Eigentlich wäre es nur ein logischer Schritt gewesen, gleich im Sommer, als die Energiepreise durch die Decke gingen, auch rigoros ein paar autofreie Sonntage auf dem Leipziger Innenstadtring anzuordnen. So wie das in der Ölkrise 1973 auf westdeutschen Autobahnen ganz selbstverständlich passiert ist. Aber den Mut hatte auch Leipzigs Stadtverwaltung nicht. Und findet ihn auch nicht zu einer Petition von Greenpeace Leipzig.

Auch wenn das Verkehrsdezernat die Petition nicht ablehnt, sondern einen Alternativvorschlag schreibt. Aber der zeigt schon die ganze amtlich gewordene Vorsicht, die in den vergangenen Jahren Einzug gehalten hat, seit die Folgen des Klimawandels auch die Städte erreichen und ernsthaft über eine Mobilitätswende diskutiert wird.

Solange nur diskutiert wird, ist alles gut. Aber wenn es dann tatsächlich um konkrete Umsetzung von Schritten geht, die den fossilen Autoverkehr einschränken, merkt man selbst in den Stellungnahmen der Stadt, wie intern sämtliche Alarmglocken angegangen sind: Nur niemanden erschrecken.

Lieber Schrittchen für Schrittchen und die Autofahrer ganz vorsichtig daran gewöhnen, dass sie vielleicht ein bisschen Straßenraum hergeben sollen.

Obwohl die Energiepreiskrise von 2022 die Dimensionen der Ölkrise von 1973 deutlich überschreitet.

Autofreie Sonntage auf dem Innenstadtring hätten eine hohe symbolische Bedeutung. Doch dass sich Leipzigs Verwaltung damit schwertut, wurde ja schon in der Diskussion um die Europäische Mobilitätswoche deutlich, in die auch ein autofreier Sonntag integriert war.

Einer.

Und in dem Rahmen möchte Leipzigs Verwaltung auch den Wunsch von Greenpeace Leipzig unterbringen.
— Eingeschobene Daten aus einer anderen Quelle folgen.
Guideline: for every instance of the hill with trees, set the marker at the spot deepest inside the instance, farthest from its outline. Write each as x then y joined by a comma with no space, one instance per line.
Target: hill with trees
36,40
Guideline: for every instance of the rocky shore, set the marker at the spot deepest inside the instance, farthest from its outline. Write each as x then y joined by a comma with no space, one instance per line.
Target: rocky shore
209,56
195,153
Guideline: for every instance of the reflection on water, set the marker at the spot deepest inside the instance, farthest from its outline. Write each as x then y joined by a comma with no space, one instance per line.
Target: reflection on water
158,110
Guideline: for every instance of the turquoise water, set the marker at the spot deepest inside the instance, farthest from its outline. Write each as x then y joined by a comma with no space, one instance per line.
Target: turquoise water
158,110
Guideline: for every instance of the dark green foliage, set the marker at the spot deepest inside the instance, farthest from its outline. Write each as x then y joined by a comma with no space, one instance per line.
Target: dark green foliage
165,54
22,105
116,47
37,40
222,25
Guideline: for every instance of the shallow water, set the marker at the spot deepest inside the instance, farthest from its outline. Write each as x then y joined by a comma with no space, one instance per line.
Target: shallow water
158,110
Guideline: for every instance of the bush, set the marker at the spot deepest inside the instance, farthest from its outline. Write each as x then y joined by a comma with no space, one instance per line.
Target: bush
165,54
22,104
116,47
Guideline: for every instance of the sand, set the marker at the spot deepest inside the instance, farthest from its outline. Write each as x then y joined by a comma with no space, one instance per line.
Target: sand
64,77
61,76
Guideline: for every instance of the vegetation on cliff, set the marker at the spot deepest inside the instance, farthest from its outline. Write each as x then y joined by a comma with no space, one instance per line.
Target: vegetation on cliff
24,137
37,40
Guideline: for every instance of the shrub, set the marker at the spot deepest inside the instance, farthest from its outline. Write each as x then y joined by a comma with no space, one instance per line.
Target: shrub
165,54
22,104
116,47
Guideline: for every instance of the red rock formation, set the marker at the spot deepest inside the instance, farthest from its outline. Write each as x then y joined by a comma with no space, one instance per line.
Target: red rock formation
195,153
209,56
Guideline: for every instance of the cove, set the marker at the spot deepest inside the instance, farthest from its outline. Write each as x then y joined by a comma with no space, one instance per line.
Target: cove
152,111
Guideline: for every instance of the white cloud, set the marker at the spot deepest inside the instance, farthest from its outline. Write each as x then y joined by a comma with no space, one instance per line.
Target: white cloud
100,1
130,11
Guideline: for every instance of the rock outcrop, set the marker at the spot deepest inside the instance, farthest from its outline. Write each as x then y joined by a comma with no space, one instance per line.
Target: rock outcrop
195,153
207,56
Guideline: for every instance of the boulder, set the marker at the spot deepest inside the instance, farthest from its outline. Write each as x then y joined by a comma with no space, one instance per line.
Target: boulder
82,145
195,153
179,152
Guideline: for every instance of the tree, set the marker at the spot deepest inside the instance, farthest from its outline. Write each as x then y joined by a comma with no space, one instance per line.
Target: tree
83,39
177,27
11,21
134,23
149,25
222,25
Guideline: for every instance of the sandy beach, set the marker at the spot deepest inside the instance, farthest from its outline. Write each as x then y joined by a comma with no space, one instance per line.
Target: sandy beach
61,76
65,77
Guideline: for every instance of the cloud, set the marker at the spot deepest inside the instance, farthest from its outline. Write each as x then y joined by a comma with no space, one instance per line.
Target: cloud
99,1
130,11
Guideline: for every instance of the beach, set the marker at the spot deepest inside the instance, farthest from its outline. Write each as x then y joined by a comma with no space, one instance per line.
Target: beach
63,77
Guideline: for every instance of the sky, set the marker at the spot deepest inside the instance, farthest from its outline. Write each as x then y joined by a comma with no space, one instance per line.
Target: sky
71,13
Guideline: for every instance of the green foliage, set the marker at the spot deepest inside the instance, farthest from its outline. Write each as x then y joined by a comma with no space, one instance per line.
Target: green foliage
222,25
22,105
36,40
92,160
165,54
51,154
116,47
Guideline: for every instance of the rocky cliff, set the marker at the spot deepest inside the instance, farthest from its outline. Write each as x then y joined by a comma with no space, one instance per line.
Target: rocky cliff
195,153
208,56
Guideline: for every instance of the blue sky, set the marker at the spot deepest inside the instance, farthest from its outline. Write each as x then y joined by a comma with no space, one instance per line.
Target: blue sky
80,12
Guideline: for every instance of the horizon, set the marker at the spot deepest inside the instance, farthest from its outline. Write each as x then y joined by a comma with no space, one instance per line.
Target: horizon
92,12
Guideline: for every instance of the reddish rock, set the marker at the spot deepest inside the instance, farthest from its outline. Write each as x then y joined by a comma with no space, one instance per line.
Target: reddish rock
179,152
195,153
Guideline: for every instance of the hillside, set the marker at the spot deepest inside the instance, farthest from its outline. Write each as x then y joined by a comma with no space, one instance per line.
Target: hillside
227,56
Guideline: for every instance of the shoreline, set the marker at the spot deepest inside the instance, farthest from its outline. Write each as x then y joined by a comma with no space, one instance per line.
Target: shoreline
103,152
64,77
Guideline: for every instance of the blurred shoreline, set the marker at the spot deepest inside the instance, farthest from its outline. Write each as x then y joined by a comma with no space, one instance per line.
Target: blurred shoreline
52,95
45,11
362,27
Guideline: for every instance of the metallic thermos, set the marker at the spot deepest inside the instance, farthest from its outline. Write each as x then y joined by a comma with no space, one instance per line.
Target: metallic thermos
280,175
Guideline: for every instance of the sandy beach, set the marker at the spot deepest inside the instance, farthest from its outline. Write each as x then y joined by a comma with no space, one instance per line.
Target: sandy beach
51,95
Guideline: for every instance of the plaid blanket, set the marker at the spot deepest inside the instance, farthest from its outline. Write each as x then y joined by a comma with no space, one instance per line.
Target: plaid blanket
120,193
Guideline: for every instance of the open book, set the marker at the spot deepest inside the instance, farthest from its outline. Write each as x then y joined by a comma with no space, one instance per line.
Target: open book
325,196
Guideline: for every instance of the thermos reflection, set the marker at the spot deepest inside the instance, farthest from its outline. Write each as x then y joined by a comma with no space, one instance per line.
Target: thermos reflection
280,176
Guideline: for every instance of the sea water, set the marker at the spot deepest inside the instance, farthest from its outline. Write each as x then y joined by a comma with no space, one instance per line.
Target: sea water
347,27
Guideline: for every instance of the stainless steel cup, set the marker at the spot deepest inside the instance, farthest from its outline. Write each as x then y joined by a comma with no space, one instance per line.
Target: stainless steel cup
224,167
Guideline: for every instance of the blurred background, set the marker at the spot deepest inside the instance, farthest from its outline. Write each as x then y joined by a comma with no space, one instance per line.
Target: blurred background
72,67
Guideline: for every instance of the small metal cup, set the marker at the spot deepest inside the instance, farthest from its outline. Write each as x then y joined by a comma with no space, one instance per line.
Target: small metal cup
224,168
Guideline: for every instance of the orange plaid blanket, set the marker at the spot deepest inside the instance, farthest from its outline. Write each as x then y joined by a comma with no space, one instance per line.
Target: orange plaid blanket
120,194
Zivilgesellschaft, geh’ du voran

„Ausschlaggebend für den Erfolg eines temporären, autofreien Promenadenrings ist das Engagement der Zivilgesellschaft, d. h. von Vereinen, Verbänden und einzelnen Bürger/-innen. Diese Kreativität und Vielfalt kann die Stadtverwaltung nicht planen“, erklärt das Verkehrs- und Tiefbauamt (VTA) in der Stellungnahme der Verwaltung.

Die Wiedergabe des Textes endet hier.